O contexto
Paulo Portas, falando numa sessão do CDS-PP, no domingo, criticou as escolhas do Governo para o Orçamento do Estado, classificando-as de “opção ideológica”. Porém, nessa mesma frase, o líder do CDS, que foi vice-primeiro-ministro na legislatura anterior, classificou a proposta de Orçamento do Estado (OE) apresentada na sexta-feira por Mário Centeno como “um esforço fiscal nunca antes visto”.
O argumento pretendia responsabilizar o Executivo de António Costa por um aumento de impostos cuja única finalidade seria a de “tapar” as despesas negociadas no início da legislatura com os partidos de esquerda (BE, PCP e PEV) para viabilizar o programa do Governo.
Esse argumento foi, aliás, usado por outros dirigentes do PSD e do CDS nos últimos dias. Cecília Meireles, deputada do CDS, criticou o que considera ser um “aumento de impostos muito significativo”. Também o anterior primeiro-ministro, Pedro Passos Coelho, alinhou pela mesma ideia. Trata-se, para o líder do PSD, de um “grande aumento dos impostos que vai prejudicar sobretudo as empresas e a classe média”.
Os factos
Em primeiro lugar, há uma diferença subtil a ter em conta. Quando falam de “impostos”, quer Portas, quer Passos, quer os outros dirigentes do PSD e CDS referem-se ao conjunto de taxas, contribuições e obrigações fiscais devidas pelos portugueses, e pelas empresas a operar em solo nacional.
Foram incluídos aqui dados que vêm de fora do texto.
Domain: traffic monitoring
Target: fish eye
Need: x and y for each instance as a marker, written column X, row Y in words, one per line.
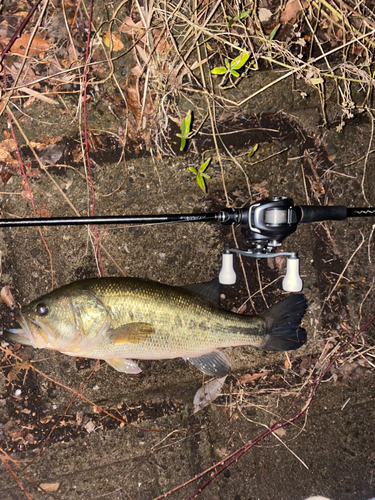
column 42, row 309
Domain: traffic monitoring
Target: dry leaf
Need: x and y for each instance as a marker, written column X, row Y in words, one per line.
column 292, row 9
column 37, row 48
column 280, row 432
column 132, row 100
column 27, row 75
column 248, row 377
column 264, row 15
column 49, row 487
column 116, row 42
column 129, row 26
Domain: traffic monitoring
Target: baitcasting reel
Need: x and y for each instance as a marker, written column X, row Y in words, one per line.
column 265, row 224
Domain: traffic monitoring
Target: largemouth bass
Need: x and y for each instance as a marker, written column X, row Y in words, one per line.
column 118, row 319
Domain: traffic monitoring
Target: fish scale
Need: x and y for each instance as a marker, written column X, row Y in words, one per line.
column 116, row 319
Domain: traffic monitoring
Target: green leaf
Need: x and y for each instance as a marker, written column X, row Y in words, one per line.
column 201, row 183
column 185, row 130
column 239, row 61
column 185, row 125
column 204, row 165
column 274, row 31
column 219, row 71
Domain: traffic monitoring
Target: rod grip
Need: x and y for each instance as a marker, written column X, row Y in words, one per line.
column 310, row 213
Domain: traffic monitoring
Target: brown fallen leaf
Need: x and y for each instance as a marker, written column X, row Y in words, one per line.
column 37, row 48
column 116, row 42
column 248, row 378
column 49, row 487
column 129, row 26
column 292, row 9
column 132, row 100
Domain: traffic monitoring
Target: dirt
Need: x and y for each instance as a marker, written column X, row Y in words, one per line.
column 90, row 454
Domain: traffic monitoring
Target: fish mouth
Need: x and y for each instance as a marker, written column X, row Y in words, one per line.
column 24, row 335
column 21, row 335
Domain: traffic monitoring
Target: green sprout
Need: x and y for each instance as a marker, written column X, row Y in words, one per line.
column 200, row 175
column 232, row 20
column 253, row 150
column 230, row 68
column 185, row 130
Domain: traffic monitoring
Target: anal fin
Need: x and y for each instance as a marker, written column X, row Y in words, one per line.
column 124, row 365
column 215, row 364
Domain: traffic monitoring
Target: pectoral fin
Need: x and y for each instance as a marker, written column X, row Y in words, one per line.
column 124, row 365
column 131, row 333
column 17, row 335
column 215, row 364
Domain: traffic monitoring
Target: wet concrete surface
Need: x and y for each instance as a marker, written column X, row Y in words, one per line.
column 107, row 459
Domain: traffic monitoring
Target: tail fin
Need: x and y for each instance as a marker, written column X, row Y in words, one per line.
column 283, row 324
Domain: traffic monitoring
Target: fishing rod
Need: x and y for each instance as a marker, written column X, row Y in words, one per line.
column 265, row 224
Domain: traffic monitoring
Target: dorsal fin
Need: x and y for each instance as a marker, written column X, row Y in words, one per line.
column 209, row 290
column 131, row 333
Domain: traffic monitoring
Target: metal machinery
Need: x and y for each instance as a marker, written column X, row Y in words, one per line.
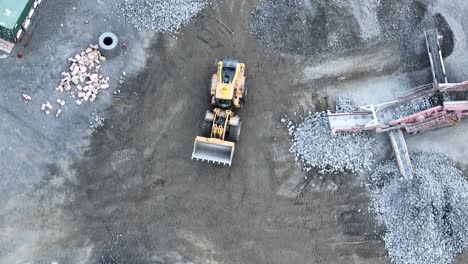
column 440, row 104
column 221, row 127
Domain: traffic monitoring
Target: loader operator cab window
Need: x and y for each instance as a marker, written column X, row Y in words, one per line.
column 224, row 103
column 228, row 74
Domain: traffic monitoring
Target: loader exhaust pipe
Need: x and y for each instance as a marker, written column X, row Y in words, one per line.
column 213, row 150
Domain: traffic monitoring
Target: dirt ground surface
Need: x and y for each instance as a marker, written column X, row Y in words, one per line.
column 127, row 192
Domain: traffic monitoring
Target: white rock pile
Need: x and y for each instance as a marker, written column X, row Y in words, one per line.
column 425, row 219
column 83, row 81
column 160, row 15
column 315, row 147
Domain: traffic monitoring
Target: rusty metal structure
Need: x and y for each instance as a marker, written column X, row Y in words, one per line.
column 427, row 107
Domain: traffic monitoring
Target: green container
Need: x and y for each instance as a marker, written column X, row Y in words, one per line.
column 12, row 15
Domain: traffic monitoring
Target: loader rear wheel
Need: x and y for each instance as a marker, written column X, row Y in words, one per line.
column 234, row 132
column 206, row 129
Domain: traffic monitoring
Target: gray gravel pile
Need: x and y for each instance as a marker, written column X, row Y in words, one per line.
column 160, row 15
column 426, row 219
column 315, row 147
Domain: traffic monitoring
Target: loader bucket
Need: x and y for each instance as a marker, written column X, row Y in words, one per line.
column 213, row 150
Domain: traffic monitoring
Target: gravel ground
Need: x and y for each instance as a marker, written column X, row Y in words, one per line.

Se se referissem apenas a impostos, estritamente, o argumento seria falso.
Segundo o Relatório do Orçamento do Estado, conhecido na sexta-feira, dia 5, o total das receitas fiscais previstas para 2016, em percentagem do PIB, cai face ao ano anterior (2015) em 0,2%. Em 2015, o Estado arrecadou em impostos o equivalente a 25,4% do PIB, o que significou um aumento face a 2014 (25,1%). Para 2016, o Estado conta recolher em impostos o equivalente a 25,2% do produto.
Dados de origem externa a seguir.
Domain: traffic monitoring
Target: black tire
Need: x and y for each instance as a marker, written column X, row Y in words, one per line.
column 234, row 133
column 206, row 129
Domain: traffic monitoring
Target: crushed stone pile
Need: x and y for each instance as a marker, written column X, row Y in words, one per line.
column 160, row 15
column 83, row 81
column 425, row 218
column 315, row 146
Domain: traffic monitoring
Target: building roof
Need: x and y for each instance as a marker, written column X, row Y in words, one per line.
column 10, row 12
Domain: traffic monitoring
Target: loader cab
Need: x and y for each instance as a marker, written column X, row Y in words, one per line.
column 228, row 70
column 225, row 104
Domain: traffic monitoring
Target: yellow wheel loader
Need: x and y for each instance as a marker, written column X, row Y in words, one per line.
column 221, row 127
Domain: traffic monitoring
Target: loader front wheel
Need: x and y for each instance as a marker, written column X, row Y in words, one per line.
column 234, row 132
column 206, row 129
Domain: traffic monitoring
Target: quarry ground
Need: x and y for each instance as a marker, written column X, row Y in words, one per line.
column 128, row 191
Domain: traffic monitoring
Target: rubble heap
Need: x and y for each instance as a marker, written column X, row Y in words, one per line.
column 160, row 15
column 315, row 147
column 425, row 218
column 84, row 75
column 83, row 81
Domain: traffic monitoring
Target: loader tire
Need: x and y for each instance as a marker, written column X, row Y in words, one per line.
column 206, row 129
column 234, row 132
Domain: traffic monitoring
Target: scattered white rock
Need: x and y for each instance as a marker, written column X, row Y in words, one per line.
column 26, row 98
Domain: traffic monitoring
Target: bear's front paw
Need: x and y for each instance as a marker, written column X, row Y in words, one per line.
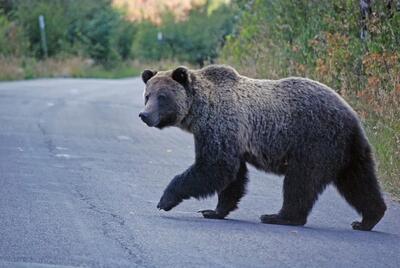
column 168, row 201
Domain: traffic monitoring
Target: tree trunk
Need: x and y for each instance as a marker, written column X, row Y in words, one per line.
column 366, row 11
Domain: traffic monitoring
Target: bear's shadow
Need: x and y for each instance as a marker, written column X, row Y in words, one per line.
column 315, row 232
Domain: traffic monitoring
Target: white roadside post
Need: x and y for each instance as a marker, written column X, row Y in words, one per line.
column 42, row 27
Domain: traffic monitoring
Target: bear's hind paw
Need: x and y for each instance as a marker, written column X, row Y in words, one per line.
column 211, row 214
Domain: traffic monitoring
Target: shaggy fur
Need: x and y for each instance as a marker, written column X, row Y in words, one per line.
column 295, row 127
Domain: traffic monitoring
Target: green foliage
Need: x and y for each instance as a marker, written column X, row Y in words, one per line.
column 89, row 28
column 196, row 40
column 321, row 39
column 12, row 39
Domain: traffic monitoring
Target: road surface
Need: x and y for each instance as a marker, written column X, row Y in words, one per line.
column 81, row 175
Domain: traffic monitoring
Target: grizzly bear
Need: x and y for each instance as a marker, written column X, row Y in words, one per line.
column 294, row 127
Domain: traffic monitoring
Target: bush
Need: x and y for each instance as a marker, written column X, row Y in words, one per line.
column 88, row 28
column 197, row 39
column 321, row 40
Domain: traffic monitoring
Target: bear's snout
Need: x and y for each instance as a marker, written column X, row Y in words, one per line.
column 150, row 120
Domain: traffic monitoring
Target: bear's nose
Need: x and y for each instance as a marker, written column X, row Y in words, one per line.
column 143, row 115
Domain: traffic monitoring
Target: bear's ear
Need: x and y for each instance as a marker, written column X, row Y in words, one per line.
column 147, row 74
column 181, row 75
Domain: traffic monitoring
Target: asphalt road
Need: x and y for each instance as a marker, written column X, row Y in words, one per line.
column 80, row 177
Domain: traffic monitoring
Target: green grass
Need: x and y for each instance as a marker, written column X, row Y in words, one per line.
column 121, row 71
column 385, row 139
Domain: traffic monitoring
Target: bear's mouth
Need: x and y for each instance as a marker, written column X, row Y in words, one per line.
column 150, row 120
column 166, row 121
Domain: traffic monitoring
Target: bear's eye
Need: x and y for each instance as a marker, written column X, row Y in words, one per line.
column 162, row 97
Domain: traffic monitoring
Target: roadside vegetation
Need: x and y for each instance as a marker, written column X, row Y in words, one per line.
column 355, row 52
column 329, row 41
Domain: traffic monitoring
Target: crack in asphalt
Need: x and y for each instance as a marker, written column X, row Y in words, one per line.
column 110, row 232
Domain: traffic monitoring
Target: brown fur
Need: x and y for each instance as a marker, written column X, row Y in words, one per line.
column 295, row 127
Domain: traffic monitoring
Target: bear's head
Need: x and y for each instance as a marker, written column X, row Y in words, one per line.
column 166, row 97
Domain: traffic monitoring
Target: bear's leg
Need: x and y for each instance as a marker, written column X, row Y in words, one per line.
column 300, row 191
column 359, row 186
column 230, row 196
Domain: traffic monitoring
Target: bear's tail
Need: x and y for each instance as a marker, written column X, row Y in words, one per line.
column 358, row 183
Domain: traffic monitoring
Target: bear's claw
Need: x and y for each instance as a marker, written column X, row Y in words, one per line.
column 359, row 226
column 277, row 219
column 168, row 201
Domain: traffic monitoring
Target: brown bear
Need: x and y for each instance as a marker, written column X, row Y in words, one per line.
column 294, row 127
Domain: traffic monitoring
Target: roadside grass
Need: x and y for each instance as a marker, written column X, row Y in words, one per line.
column 13, row 68
column 385, row 139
Mas os números (e convém sublinhar que se trata de uma previsão, como em todos os orçamentos, e não do valor real cobrado) revelam outro dado curioso. No Programa de Estabilidade (2015-2019) elaborado pelo Governo de Passos e Portas e entregue em Bruxelas, o valor previsto para a carga fiscal de 2016 era superior, quer ao de 2015, quer ao que agora é criticado no Orçamento entregue por Mário Centeno. Nesse documento, a previsão dos impostos totais (em percentagem do PIB) aponta para 25,6%. Quatro décimas acima do valor em causa neste Orçamento do PS. Os impostos directos caem 1,9%, os impostos sobre o trabalho caem 2,5%. Sobem os impostos indirectos (ISV, IUC e ISP, sozinhos, crescem 19%), mas não a receita esperada do IVA.
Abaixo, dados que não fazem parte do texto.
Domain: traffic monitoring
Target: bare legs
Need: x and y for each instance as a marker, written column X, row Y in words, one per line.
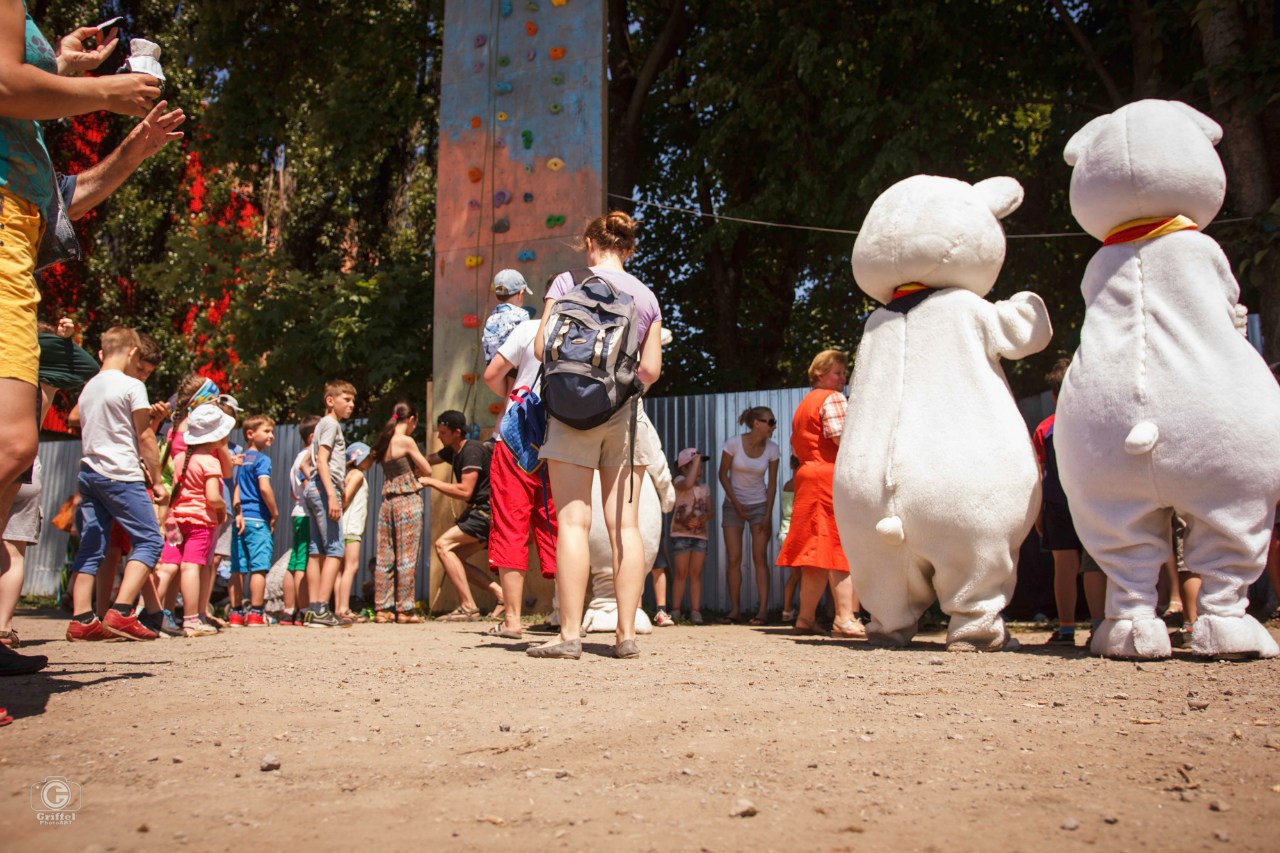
column 689, row 566
column 571, row 484
column 1066, row 566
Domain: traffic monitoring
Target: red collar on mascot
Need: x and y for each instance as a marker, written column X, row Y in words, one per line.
column 1148, row 228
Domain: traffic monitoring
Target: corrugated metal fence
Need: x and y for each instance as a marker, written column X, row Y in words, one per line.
column 704, row 422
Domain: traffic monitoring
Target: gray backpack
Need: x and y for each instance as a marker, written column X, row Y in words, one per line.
column 592, row 354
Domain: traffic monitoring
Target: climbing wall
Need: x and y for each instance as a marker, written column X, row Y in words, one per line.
column 521, row 167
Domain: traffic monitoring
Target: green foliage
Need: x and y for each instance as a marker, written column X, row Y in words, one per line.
column 312, row 133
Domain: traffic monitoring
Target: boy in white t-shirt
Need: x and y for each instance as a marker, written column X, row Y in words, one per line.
column 520, row 500
column 119, row 457
column 296, row 576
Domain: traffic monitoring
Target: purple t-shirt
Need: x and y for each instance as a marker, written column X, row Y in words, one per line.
column 647, row 304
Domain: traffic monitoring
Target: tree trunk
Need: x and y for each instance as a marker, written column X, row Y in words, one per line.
column 1244, row 153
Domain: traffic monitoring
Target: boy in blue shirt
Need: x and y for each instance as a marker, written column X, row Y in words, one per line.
column 254, row 505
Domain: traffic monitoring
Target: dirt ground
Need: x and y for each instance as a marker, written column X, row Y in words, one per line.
column 434, row 737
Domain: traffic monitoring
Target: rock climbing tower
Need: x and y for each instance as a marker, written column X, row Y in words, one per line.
column 521, row 167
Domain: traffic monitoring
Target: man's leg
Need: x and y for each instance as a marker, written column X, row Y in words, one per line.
column 453, row 547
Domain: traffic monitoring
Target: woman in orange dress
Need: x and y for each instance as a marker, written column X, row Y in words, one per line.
column 813, row 542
Outra conclusão pode ser retirada se aos impostos acrescentarmos as contribuições obrigatórias para a Segurança Social, que só no último dia das negociações em Bruxelas cresceram 135 milhões de euros, com o “chumbo” à descida da TSU para os salários abaixo de 600 euros. Agora, na versão final do OE, a carga fiscal e contributiva irá subir de 37,6% do PIB (em 2015) para 37,9%.
Em resumo
Paulo Portas fala de uma “opção ideológica”, o que é fácil de demonstrar. O OE para 2016 consegue um alívio significativo do IRS e do IVA na restauração, entre outros, em troca do agravamento de vários impostos sobre o consumo e da tributação sobre as empresas e a banca. Mas já não é certo que a opção tenha sido a de cobrar mais em todas as “taxas possíveis” e em “todos os impostos indirectos”. Por isso, a expressão “esforço fiscal nunca antes visto” só pode ser avaliada relativamente. Do ponto de vista das famílias, cujos rendimentos provêm do trabalho, as simulações conhecidas prevêem uma baixa de impostos. Pelo contrário, se o esforço fiscal for medido pela contabilidade de uma empresa, o agravamento pode ser real. Mário Centeno considerou que essa era a forma de se chegar a um sistema fiscal “mais justo” que permita “um crescimento mais saudável”.